As Maxime mentions in this post under Next Steps there are various things which could be improved in CRuby, but those will likely take a long time. For instance there has been ongoing work for several years to use Variable Width Allocation in CRuby. There is a lot of low-level C code in CRuby, very rarely documented, so it is a huge project to work on any of these without breaking everything else.

Almost all of the core library in CRuby is written in C, which means YJIT or MJIT just see most of the core library as a black box and cannot optimize most of it. There are some exceptions for a few core library methods which can be manually specialized or intrinsified (at the cost of duplication of course), but this is not feasible to extend to a significant part of the core library. Even if YJIT/MJIT could reuse the C code of the core library from CRuby, it is very unlikely they would be able to optimize it meaningfully. Those C functions which implement the core library handle all cases (they must) but to make Ruby code faster one needs to specialize and optimize only the relevant part of the logic, otherwise it will not do a better job than a C compiler.
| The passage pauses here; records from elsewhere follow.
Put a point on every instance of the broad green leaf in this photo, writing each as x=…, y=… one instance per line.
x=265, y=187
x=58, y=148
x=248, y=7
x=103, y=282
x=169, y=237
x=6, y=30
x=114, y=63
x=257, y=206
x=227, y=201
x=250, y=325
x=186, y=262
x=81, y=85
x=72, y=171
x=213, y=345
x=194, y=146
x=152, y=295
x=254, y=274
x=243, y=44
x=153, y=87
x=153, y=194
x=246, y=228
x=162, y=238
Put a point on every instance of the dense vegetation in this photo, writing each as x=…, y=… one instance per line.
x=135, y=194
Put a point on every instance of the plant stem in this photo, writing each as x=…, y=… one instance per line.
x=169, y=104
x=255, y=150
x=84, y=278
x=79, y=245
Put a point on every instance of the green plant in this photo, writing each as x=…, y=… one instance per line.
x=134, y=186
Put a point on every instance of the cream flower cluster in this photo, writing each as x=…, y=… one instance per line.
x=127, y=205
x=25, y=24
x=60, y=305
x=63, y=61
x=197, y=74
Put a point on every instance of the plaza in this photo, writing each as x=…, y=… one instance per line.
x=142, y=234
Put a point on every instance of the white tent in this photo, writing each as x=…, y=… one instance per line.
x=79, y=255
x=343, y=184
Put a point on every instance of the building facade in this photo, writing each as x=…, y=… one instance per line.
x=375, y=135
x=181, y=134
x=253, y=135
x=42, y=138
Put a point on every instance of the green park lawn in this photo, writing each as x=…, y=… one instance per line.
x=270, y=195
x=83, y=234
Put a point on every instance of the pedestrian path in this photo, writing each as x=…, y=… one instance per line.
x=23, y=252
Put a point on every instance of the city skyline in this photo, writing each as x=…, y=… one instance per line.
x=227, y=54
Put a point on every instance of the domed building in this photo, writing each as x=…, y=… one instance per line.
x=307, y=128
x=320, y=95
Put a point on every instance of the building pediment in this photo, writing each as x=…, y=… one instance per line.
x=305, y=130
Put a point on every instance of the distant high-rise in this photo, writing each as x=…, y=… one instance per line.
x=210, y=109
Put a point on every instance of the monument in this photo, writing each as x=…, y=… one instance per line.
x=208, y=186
Moving some core library methods to Ruby code would help here, but that would make the CRuby interpreter slower.

This is where alternative Ruby implementations shine, they are not bound by any of these limitations and can use better data representations, allocators, GCs, etc.

Conclusion

I hope this post helped you understand better the landscape of Ruby compilers and various trade-offs. YJIT is a recent addition with fast compilation, full compatibility and some speedups but also various limitations and trade-offs. I believe TruffleRuby will always have more opportunities for better performance as it is not bound by the limitations in CRuby and already has one of the best compilers in the world (the GraalVM Compiler), which understands Ruby code, C code and more.